JAKARTA - Direktur Utama PT Refined Bangka Tin, Suparta didakwa menerima keuntungan Rp4,5 triliun dalam kasus dugaan korupsi pengelolaan tata niaga timah di wilayah IUP PT Timah. Dalam kasus tersebut, negara dirugikan hingga Rp300 triliun.
"Menguntungkan terdakwa Suparta melalui PT Refined Bangka Tin setidak-tidaknya sebesar Rp 4.571.438.592.561,56,” kata Jaksa Penuntut Umum (JPU) saat membacakan surat dakwaan di Pengadilan Tipikor Jakarta Pusat, Rabu (21/8/2024).
Suparta diadili bersama satu tersangka lain di kasus korupsi Timah yakni Reza Andriansyah selaku Direktur Pengembangan Usaha PT Refined Bangka Tin. Namun, dalam berkas dakwaan terpisah.
Jaksa menjelaskan, Suparta dan Reza bersama Harvey Moeis bersekongkol membuat perusahaan boneka seolah jasa mitra PT Timah. Padahal, perusahaan boneka itu mengumpulkan bijih timah hasil penambangan liar di wilayah IUP PT Timah.
Lewat perusahaan boneka itu, Suparta bersama Reza dan Harvey kemudian menjual bijih timah hasil pertambangan ilegal itu kepada PT Timah. Transaksi pembelian bijih timah antara PT RBT dengan PT Timah dilakukan menggunakan cek kosong.
Untuk mengolah bijih timah, PT Timah menyepakati kerja sama sewa peralatan dengan PT RBT. Ketiganya mengetahui adanya kelebihan bayar yang dilakukan PT Timah.
Suparta dan Reza yang diwakili Harvey kemudian melakukan pertemuan dengan Dirut PT Timah, Mochtar Riza Pahlevi dan Direktur Operasi PT Timah, Alwin Albar, serta 27 pemilik smelter swasta.

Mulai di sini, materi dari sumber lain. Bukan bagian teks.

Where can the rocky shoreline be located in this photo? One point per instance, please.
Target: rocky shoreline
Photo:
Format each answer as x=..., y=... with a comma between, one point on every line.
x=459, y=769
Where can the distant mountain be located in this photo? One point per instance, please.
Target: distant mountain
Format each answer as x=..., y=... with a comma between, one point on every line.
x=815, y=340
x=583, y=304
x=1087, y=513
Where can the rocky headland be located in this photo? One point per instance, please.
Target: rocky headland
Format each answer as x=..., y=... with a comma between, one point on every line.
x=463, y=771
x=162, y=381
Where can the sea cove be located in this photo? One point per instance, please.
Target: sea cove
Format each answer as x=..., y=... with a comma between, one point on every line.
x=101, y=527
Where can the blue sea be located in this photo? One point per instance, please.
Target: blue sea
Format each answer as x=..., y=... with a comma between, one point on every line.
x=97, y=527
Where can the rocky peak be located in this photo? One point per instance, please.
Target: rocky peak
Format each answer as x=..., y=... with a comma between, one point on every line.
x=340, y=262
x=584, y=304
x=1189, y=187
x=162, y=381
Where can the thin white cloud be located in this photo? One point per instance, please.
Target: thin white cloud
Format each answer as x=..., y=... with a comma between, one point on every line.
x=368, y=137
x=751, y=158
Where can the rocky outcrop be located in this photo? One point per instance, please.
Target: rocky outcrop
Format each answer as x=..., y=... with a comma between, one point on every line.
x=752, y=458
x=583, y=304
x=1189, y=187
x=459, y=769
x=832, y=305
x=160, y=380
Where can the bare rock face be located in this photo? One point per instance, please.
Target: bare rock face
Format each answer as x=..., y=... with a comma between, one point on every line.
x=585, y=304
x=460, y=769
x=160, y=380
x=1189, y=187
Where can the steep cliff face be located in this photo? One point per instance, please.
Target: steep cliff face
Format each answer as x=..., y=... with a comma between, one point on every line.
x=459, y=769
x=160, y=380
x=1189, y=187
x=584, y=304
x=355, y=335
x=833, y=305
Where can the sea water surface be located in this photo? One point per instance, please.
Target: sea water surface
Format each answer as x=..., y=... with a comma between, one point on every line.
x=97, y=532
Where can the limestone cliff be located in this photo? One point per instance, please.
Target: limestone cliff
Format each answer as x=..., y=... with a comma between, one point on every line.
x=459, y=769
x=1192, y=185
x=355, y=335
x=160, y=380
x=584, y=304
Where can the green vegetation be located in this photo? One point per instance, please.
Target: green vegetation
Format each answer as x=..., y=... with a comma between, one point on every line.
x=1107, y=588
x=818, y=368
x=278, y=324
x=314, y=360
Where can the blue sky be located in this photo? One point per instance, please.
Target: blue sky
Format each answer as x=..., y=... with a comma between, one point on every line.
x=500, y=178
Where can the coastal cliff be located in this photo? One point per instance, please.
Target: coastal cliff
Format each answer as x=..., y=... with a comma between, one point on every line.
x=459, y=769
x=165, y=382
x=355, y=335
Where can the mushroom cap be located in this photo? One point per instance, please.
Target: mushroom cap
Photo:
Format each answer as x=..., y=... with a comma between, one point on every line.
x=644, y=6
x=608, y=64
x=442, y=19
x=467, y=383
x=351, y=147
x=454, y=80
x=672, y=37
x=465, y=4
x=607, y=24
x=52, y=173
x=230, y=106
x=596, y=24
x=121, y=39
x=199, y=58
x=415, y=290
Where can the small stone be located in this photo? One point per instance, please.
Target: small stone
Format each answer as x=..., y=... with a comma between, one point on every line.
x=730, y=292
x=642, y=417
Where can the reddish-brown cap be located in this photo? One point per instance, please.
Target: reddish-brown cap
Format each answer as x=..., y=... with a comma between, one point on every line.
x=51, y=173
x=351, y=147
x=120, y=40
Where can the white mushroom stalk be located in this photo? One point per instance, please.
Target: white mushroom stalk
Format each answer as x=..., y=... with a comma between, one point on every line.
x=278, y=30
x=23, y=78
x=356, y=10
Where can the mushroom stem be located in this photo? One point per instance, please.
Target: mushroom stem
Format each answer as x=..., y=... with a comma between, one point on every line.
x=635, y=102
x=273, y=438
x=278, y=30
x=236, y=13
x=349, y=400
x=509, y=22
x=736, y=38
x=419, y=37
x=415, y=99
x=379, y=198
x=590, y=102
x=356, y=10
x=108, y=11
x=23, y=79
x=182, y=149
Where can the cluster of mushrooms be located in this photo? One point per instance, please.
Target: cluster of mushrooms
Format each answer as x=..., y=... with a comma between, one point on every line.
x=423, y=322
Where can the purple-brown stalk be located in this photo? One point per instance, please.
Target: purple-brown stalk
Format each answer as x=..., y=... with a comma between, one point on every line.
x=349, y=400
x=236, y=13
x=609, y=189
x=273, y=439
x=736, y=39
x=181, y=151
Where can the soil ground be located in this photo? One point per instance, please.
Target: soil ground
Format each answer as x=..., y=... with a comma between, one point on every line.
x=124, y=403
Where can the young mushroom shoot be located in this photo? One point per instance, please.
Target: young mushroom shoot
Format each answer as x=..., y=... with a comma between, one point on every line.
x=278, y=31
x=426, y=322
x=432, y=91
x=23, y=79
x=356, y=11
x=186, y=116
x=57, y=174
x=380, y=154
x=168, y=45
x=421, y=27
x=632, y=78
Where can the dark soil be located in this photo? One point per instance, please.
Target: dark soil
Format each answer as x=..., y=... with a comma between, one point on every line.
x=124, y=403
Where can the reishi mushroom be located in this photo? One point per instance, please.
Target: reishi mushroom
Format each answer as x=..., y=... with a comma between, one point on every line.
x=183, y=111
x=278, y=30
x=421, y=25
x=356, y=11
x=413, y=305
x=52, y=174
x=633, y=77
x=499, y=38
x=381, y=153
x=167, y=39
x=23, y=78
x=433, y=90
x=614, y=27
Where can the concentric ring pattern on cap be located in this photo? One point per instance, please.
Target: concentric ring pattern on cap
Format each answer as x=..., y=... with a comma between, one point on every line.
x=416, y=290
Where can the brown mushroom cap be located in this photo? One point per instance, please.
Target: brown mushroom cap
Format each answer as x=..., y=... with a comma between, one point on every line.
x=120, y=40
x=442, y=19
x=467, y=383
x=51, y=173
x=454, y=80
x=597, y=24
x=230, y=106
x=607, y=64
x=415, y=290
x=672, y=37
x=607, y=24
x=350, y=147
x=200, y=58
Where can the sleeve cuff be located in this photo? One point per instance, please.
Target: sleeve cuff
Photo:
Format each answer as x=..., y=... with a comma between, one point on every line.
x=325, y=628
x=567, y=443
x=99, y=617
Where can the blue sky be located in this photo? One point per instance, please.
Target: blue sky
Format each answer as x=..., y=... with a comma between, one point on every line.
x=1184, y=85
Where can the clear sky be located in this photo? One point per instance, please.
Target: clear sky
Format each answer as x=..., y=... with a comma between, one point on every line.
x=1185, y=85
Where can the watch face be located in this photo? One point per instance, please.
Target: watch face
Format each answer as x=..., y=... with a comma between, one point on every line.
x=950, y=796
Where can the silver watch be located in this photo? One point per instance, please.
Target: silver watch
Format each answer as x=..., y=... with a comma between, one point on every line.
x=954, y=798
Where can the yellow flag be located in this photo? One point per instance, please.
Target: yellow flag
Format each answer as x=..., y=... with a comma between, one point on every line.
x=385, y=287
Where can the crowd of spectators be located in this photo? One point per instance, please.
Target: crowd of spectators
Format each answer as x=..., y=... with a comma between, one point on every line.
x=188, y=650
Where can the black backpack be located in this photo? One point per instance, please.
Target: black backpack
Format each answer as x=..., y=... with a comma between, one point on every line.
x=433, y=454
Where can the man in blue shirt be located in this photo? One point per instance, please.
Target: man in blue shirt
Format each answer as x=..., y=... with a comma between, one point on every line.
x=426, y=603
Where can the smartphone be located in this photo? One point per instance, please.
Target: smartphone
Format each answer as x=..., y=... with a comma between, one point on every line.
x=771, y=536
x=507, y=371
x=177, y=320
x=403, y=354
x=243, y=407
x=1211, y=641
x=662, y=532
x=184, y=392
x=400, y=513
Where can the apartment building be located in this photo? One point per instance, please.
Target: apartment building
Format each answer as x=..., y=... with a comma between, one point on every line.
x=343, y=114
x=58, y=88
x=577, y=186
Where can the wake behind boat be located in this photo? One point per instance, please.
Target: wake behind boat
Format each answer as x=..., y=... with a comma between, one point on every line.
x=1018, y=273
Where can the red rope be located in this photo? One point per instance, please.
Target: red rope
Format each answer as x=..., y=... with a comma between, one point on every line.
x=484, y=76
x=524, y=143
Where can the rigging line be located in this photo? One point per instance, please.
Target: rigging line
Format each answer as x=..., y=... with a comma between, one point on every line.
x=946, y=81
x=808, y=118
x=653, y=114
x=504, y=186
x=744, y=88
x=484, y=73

Pertemuan tersebut turut membahas permintaan Riza dan Alwin atas bijih timah 5% dari kuota ekspor hasil kegiatan penambangan ilegal di wilayah IUP PT Timah.
Harvey kemudian meminta 5 dari 27 perusahaan smelter swasta itu, yakni CV Venus Inti Perkasa, PT Sariwiguna Binasentosa, PT Stanindo Inti Perkasa, dan PT Tinindo Inter Nusa untuk membayar biaya 'pengamanan' sebesar US$500 hingga US$750 per metrik ton.